Utopie bedeutet wörtlich einen imaginären idealen Ort, der im Prinzip nie verwirklicht werden kann. In der praktischen Regionalentwicklung braucht es jedoch Utopieähnlichkeit, weil sie soziale Reformen fördert, einbezieht und inspiriert, sagt Mikko Karhu, Lizentiat für Verwaltungswissenschaften, der am 22. April seine Doktorarbeit an der Universität Vaasa verteidigt.
Die Dissertation von Mikko Karhu untersucht die Interpretation und Nutzung von Utopien in der Regionalentwicklung. Klassiker der utopischen und dystopischen Literatur wie T. Mores Utopia, A. Huxleys Brave New World und G. Orwells Nineteen Eighty-Four wurden neben Experteninterviews zur Regionalentwicklung als Material für die Dissertation verwendet.

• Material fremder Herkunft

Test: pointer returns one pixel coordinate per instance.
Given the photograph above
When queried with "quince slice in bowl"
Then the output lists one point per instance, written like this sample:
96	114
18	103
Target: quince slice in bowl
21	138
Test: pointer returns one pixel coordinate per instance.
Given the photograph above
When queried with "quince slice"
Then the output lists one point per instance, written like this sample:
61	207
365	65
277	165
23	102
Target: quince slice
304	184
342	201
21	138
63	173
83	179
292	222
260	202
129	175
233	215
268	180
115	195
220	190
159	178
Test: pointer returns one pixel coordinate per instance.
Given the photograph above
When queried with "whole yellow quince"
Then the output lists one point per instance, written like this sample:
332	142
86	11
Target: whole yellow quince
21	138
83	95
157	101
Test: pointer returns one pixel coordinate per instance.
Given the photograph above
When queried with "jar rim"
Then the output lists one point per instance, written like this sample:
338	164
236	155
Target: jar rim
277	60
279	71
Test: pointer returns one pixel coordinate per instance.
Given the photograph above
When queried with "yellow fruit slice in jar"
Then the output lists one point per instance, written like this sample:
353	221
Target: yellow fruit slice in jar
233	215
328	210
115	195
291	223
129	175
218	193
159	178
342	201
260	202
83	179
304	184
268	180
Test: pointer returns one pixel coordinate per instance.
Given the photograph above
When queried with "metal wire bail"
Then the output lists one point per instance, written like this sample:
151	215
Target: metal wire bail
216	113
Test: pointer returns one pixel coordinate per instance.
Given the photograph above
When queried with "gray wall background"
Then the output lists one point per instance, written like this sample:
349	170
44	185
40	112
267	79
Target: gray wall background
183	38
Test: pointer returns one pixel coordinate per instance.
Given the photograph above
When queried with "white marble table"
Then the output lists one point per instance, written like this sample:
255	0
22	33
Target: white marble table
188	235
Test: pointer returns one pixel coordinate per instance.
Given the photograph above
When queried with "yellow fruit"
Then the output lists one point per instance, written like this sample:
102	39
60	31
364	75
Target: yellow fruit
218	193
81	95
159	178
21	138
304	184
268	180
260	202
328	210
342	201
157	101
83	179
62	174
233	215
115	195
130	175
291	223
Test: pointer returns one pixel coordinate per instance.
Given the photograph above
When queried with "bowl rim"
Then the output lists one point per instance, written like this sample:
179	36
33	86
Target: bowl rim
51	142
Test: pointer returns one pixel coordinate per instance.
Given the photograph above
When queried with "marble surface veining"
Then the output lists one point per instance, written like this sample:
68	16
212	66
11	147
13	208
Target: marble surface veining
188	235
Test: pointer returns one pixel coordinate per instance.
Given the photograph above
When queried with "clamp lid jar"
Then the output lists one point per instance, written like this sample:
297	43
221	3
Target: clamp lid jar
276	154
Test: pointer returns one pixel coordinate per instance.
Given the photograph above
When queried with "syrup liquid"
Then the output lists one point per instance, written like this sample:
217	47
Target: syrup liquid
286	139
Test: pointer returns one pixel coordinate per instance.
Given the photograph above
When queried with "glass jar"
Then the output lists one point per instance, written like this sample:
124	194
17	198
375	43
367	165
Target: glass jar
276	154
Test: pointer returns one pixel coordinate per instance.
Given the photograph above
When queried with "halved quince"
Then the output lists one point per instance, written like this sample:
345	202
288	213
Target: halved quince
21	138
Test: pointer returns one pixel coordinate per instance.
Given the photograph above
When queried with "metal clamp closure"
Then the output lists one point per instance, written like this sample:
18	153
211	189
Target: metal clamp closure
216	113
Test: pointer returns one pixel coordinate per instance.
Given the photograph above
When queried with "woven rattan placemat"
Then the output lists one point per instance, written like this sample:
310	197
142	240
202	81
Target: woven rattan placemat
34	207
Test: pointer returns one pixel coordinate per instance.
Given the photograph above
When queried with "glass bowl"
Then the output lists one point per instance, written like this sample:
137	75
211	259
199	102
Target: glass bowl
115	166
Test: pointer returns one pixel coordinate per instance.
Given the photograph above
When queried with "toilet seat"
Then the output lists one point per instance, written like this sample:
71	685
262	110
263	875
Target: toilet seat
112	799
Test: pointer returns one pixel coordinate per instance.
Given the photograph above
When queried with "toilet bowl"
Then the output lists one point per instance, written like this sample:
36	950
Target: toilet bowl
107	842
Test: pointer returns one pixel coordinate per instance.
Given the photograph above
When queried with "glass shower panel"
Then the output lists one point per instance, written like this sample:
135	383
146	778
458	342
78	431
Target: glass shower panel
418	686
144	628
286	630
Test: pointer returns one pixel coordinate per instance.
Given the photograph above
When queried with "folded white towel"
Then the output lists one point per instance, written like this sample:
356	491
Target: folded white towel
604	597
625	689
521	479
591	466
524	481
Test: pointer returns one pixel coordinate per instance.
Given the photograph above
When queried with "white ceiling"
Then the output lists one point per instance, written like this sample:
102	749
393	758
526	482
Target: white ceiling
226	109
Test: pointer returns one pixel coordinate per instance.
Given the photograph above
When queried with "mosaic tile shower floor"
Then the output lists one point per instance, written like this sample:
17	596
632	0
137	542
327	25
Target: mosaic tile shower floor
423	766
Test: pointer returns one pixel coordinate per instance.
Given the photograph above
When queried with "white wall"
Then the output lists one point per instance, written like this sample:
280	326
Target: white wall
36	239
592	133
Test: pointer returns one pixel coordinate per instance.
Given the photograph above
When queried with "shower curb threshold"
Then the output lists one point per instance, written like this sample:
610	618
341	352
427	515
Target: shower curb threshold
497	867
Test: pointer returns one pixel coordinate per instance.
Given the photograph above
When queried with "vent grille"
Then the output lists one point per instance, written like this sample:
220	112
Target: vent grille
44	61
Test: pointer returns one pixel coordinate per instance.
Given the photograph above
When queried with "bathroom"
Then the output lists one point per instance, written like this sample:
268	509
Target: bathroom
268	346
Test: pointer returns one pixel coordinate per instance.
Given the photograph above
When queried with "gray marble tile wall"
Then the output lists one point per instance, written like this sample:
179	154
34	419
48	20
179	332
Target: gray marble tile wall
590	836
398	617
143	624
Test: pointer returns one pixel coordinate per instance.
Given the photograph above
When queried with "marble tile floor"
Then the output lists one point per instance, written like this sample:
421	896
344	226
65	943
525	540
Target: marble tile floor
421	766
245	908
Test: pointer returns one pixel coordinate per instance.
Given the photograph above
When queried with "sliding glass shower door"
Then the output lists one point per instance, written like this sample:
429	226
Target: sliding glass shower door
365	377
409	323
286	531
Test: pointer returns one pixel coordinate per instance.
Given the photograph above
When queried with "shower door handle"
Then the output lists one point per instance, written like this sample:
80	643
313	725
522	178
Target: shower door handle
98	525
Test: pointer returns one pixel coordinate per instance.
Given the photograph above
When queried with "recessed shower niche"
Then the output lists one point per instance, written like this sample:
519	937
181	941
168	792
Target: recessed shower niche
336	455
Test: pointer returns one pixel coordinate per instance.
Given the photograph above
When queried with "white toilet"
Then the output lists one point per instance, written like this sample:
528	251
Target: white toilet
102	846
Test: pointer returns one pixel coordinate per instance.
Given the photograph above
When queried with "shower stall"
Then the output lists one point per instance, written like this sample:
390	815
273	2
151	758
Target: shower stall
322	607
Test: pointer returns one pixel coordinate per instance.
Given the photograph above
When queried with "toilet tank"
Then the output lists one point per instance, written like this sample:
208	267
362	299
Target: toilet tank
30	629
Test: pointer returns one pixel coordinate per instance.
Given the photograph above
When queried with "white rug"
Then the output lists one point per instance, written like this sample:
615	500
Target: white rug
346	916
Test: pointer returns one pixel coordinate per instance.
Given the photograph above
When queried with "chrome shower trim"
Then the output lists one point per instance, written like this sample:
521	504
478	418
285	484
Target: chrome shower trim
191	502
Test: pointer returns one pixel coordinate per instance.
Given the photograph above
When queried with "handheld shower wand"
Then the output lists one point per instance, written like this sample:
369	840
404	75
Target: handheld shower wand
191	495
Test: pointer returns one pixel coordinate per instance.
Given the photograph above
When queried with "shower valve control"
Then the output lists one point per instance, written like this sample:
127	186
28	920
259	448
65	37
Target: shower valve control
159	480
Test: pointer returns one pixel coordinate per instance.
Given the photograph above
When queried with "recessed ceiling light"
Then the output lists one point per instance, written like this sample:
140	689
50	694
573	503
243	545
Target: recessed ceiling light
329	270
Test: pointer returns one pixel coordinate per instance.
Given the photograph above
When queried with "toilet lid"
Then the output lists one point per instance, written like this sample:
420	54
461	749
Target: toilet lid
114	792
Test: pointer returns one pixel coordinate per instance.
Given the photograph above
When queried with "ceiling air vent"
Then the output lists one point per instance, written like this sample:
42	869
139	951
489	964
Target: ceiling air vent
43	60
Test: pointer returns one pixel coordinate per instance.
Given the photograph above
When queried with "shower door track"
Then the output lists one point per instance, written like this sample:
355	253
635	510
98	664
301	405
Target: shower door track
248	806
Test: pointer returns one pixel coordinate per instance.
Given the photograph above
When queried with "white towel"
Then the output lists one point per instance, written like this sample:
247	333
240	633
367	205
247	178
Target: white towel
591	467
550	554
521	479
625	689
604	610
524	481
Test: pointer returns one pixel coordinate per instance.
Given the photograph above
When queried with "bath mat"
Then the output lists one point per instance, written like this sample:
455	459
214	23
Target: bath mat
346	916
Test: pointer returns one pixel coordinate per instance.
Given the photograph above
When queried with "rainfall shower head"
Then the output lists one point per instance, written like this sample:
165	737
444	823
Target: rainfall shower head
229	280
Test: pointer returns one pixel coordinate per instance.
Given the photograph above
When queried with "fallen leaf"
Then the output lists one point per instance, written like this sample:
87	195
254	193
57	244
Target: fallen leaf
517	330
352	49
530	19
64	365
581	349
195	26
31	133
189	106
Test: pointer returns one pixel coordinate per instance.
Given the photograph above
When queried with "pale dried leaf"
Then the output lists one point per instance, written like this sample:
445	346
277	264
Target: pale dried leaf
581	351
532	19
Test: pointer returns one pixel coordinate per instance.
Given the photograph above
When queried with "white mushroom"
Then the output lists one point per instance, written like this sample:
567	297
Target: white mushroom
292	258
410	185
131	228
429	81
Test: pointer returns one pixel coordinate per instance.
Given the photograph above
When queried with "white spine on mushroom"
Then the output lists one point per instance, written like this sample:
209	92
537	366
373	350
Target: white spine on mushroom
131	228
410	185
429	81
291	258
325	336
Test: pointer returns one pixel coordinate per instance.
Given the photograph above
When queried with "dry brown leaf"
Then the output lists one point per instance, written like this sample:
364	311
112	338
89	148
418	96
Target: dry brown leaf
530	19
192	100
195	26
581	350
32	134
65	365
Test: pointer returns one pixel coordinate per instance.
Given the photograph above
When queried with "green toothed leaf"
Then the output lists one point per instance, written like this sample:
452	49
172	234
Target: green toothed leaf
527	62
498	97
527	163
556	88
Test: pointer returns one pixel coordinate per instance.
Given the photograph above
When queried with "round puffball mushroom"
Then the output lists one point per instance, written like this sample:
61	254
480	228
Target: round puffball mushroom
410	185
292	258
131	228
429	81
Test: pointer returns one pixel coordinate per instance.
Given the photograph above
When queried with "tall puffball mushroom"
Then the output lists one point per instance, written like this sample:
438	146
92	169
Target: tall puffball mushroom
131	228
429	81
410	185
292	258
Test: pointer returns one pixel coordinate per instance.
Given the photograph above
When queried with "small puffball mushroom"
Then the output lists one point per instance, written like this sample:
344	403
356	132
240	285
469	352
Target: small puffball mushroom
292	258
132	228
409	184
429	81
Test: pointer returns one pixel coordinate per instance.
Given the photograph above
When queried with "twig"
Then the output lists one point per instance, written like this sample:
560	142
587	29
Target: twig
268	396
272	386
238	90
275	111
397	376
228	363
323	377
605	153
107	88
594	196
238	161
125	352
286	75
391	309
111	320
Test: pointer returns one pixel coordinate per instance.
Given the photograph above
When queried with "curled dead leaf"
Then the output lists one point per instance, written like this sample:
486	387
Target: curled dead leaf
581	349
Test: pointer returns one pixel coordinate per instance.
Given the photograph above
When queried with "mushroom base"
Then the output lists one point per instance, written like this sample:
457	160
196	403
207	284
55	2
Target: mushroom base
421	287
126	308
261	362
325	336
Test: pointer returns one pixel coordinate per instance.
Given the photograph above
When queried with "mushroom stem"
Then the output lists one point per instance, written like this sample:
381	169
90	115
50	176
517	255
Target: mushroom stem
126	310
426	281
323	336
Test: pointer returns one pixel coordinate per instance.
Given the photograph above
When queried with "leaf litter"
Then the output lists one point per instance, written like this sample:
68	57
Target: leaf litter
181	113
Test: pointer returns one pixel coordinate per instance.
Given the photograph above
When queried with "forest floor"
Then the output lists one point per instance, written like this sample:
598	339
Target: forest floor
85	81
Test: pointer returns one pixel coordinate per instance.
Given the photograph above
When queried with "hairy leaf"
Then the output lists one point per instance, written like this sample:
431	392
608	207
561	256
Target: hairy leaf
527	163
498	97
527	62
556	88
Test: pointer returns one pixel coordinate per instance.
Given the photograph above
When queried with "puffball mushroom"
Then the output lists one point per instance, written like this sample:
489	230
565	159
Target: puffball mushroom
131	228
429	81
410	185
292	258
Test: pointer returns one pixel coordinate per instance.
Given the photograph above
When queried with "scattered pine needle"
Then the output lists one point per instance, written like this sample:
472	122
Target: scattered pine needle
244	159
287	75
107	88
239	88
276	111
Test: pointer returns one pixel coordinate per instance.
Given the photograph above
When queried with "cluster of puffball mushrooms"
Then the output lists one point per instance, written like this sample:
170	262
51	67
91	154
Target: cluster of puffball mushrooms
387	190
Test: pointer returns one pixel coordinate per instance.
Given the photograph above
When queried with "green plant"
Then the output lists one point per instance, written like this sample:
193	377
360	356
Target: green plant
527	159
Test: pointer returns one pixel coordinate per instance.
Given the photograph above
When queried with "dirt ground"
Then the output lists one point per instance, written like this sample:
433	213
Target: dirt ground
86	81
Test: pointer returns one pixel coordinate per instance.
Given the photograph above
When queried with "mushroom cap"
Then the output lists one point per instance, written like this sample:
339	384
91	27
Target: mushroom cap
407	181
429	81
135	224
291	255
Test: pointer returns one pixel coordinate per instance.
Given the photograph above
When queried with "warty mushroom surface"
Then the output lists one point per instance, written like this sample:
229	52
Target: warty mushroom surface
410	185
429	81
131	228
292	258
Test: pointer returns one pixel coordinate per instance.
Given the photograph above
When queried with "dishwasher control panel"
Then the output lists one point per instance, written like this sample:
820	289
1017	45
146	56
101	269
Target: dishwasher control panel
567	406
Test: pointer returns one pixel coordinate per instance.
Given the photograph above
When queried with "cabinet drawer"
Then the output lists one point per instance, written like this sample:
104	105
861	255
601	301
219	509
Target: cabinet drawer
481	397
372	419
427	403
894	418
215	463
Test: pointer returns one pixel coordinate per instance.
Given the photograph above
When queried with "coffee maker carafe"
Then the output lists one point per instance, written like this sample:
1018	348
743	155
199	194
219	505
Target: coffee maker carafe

Regionale Entwicklung umfasst sowohl wahre Utopien als auch Utopieähnlichkeit. Beide entspringen dem Bedürfnis der Menschen, von etwas Besserem zu träumen. Heute werden Regionen pluralistisch und praktisch entwickelt. Die Umsetzung von Idealismus im großen Maßstab ist schwierig geworden. Es wurde von einer praktischeren Utopie überholt.
Utopieähnlichkeit ist Idealisierung, die in Entwicklung und Kontrolle eingeschlossen ist. Es bezieht staatliche Behörden, lokale Regierungsorganisationen, Unternehmen, Organisationen, Einwohner oder andere Akteure ein, die an der regionalen Entwicklung beteiligt sind, um eine wünschenswerte oder vermeidbare Zukunftsvision für die Region zu vermitteln.
„Utopieartige Diskurse können stark von der idealen Zukunft abhängig wirken. Das ist gut, wenn verschiedene Parteien ermutigt werden, sich an der Umsetzung gemeinsamer Ziele zu beteiligen“, sagt Karhu.
Zukunftsvisionen und sogar Institutionen beinhalten laut Karhu Utopieähnlichkeit.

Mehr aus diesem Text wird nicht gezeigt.